Na de cultuur is het tijd voor gastronomie, en wat is een betere plek om te eten in Travnik dan de beroemde Travnik-kebabs, en onze bestemming was kebabzaak Hari. Lekker, sappig en soepel. Ik heb zonder problemen een dubbele portie gegeten, en dat zegt genoeg. Als je in Travnik bent, moet je de zijne bezoeken Het fort. De gastheren wijzen er trots op dat het een van de "mooiste en best bewaarde vestinggebouwen in het middeleeuwse Bosnië" is. Aan het einde van de 17e eeuw werd Travnik de zetel van de vizier en dat bleef de daaropvolgende 150 jaar de feitelijke hoofdstad van Bosnië en Herzegovina.
Novi Travnik ligt ook dicht bij Travnik en ligt ongeveer vier kilometer van het stadscentrum Smrika necropolis dat in 2012 werd uitgeroepen tot nationaal monument van Bosnië en Herzegovina. Het is een werk van de beroemde auteur van herdenkingsarchitectuur Bogdan Bogdanović, gemaakt in 1975 ter nagedachtenis aan de slachtoffers van de fascistische terreur van 1941. Het bestaat uit 12 stenen cenotaven.
Na een middagrust in het etnische dorp "Čardaci", bracht de weg ons 's avonds naar de taverne. Hij vestigt zich. Met de lekkernijen onder de bak kondigt de burgemeester van Novi Travnik, Stjepan Dujo, de aanstaande opening aan van het toeristenbureau in die centraal gelegen Bosnische stad.

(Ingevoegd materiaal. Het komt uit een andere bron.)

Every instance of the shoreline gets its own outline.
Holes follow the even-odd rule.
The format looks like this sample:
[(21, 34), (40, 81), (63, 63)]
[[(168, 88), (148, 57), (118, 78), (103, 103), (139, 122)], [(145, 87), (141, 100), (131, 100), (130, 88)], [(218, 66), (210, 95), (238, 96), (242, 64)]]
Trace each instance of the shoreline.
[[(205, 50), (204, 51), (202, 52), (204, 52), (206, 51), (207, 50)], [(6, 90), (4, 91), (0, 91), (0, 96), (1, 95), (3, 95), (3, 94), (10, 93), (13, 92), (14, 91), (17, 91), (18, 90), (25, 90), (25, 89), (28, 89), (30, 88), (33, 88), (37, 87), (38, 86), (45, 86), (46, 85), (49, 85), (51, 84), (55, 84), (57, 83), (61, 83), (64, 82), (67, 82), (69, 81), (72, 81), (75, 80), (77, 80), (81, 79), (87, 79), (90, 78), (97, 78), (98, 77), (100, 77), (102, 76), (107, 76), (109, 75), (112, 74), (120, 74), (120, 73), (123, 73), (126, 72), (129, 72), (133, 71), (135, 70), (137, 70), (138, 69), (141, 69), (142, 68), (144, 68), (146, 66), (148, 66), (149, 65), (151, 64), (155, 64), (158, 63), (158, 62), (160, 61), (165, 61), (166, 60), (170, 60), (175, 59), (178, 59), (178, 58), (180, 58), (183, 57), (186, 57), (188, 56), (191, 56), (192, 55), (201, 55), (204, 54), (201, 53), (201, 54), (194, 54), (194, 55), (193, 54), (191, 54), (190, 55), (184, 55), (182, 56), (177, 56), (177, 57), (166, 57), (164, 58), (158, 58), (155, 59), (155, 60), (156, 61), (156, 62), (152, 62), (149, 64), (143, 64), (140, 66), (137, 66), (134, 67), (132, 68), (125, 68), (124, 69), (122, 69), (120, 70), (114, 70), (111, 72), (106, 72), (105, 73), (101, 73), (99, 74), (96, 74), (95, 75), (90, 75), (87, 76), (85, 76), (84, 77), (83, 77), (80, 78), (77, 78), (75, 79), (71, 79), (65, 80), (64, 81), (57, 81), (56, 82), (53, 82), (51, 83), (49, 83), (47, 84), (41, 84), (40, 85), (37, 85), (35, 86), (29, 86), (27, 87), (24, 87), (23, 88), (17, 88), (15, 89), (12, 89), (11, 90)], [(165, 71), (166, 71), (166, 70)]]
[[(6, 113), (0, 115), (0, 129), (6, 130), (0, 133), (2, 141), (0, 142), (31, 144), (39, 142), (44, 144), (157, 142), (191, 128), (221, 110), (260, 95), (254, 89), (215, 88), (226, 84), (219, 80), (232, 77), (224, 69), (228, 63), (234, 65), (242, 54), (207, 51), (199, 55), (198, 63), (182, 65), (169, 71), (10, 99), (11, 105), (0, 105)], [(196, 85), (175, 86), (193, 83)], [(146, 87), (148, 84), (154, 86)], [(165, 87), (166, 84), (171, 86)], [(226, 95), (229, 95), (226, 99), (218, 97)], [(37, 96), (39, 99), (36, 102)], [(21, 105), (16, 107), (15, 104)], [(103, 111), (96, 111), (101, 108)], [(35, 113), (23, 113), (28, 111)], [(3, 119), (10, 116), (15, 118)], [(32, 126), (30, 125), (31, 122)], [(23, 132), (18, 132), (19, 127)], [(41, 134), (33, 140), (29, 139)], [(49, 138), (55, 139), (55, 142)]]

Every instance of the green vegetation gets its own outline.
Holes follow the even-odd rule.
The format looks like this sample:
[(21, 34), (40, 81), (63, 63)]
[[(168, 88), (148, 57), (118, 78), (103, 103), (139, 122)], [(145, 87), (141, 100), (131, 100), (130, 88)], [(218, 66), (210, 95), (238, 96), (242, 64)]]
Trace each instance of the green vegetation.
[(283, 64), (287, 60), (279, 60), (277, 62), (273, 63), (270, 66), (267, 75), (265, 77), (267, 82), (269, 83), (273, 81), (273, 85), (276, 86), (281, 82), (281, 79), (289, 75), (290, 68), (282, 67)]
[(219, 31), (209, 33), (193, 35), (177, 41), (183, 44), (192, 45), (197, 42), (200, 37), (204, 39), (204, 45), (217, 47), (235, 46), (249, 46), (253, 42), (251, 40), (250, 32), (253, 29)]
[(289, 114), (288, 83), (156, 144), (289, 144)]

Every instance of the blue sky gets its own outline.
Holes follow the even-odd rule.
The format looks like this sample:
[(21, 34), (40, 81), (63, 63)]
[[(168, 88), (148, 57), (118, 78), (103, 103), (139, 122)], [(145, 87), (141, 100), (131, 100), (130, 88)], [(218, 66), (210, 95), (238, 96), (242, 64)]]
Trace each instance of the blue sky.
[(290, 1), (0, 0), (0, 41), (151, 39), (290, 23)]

Alles wat daar werd geserveerd (behalve žilavka en blatina uit Herzegovina) was huisgemaakt.
De zondag begon met een bezoek De sprookjesput die zich in Šebešić bevindt, wat een echt avontuur was gezien de smalle doorgangen en de overvliegende vleermuizen. Daarna gingen we naar de necropolis van de stećak Maculje, waar we buiten op 1000 meter boven zeeniveau van de lunch genoten.
Alles wat ik zag tijdens de vierdaagse persreis in Centraal-Bosnië overtuigde mij ervan dat dit een volbloedbestemming is waar het aan niets ontbreekt... Bezoek Centraal-Bosnië en ontdek het zelf.